What this also means is that Metro is still planning on spending Billions of dollars to move around less and less people instead of taking a hard look at their business plan and realizing it's on the cusp of going tits up. Strangely, not a person there seems to have noticed this so it's all hands on deck to provide the most service where the fewest people in their service region are going to be living.
Another take-away from all of this is that people have an innate desire to have yards, the freedom provided by a personal automobile, good schools, and some order. While it's true that we here at NoUp are big fans of Houston's no-zoning policy, and feel (rightly) that attempts to reverse this long-standing policy would end in disaster, there's very real evidence that planned communities such as The Woodlands and Sugar Land have very real appeal.
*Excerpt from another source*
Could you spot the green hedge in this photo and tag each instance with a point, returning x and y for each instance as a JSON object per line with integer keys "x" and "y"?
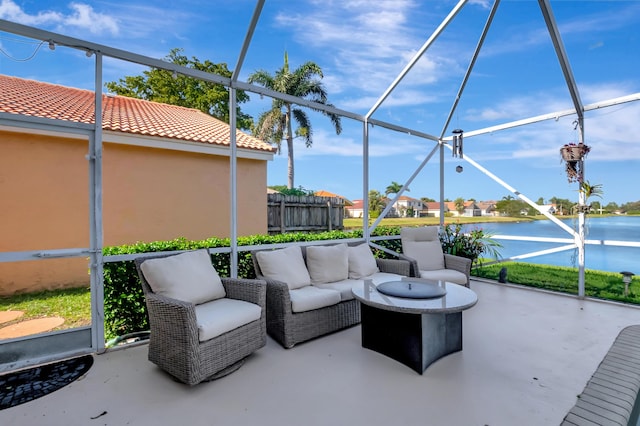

It's not hard to imagine that this news will cause some consternation among Houston's ruling class, and that somewhere, sometime, someone will decide that Something! Must be done! Given the history of the current leadership that Something! will probably involve creating a commission whose job is to figure out what Houston can do to entice people to relocate back with the warm, embracing confines of the city limits.
So, get ready for it Houston, in a few months there's going to be another story in the Chronicle revealing that the commission has discovered, through on-line survey probably, that people really want to live in close quarters inside the Loop, and that they'd do so only if there were pedestrian-friendly complete streets and if the City were willing to spend 2 Trillion dollars to re-make Houston into something it's not. Groups like Houston Tomorrow will rip large amounts of journalism from behind the pay-wall quoting the Apple Dumpling Gang who will say that the secret to Houston Future is to make it more like what people are currently fleeing in droves.
They won't even realize why that's wrong.